An increased ALP activity, frequently exceeding 1000 U/L, is the most common biochemical finding in dogs with HAC. Corticosteroid‐induced ALP is synthesized by the liver after exposure to glucocorticoids and is unique to dogs. This analyte can be easily measured using a routine laboratory procedure due to its heat stability at 65°C. Although the HS‐ALP analyte is commonly measured in dogs with suspected HAC; its diagnostic value is ambiguous. The fact that the AUC‐ROC of the HS‐ALP and total ALP tests were comparable in this study suggested that the HS‐ALP determination is redundant. Further studies on this topic are in progress.

Besides the retrospective study design and the low number of patients with specific patterns widening the 95% CIs, other limitations of the study must be recognized.
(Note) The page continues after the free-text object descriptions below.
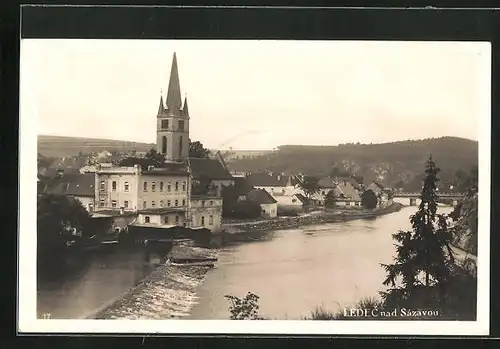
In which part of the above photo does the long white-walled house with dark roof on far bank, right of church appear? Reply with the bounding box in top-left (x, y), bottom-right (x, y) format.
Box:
top-left (246, 172), bottom-right (300, 196)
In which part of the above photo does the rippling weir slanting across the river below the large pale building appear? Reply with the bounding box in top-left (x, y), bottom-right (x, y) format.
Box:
top-left (86, 245), bottom-right (217, 319)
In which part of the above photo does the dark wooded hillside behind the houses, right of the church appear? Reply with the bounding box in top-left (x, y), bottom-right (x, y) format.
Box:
top-left (228, 137), bottom-right (478, 190)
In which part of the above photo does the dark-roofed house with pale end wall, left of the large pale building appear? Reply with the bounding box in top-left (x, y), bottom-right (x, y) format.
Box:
top-left (38, 170), bottom-right (95, 212)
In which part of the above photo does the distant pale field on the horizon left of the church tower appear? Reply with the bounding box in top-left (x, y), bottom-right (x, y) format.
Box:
top-left (38, 135), bottom-right (154, 157)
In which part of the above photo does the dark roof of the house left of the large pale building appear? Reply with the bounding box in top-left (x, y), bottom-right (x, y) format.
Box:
top-left (42, 173), bottom-right (95, 197)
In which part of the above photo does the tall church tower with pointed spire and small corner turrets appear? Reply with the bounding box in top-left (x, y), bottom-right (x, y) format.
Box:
top-left (156, 52), bottom-right (189, 161)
First, the final diagnosis of pituitary HAC was based primarily on the response to therapy and was rarely verified by histopathology. Thus, placebo effects and the fact that most but not all dogs with HAC respond to trilostane could have impacted the classification of some patients. Additionally, 38 (15.8%) dogs needed to be excluded as criteria, required to justify a final diagnosis, were not fulfilled, and possibly introduced a selection bias and confounded the results. Unfortunately, the low analytic sensitivity of the assay used to measure cortisol inhibited the examination of concentrations <27.59 nmol/L (1 µg/dL) and subsequently the assessment of specific patterns in dogs with low cortisol concentrations.

In conclusion, this retrospective study is in line with earlier studies that assigned LDDT with a good sensitivity for diagnosing HAC in dogs with appropriate clinical signs. The “inverse” pattern decreased the likelihood of HAC, although it remains unclear to what degree, considering the wide 95%CIs in the present study. This study confirmed that the “lack of suppression” and “partial suppression” patterns strongly and moderately supported a diagnosis of HAC, respectively. As no association could be shown between the “escape” pattern and a diagnosis of HAC or non‐adrenal illness, additional diagnostic tests are strongly encouraged in dogs with this pattern. Finally, the low +LR of the recently proposed “increasing” pattern does not support its use as a discriminatory test between PDH and ATH in dogs with HAC.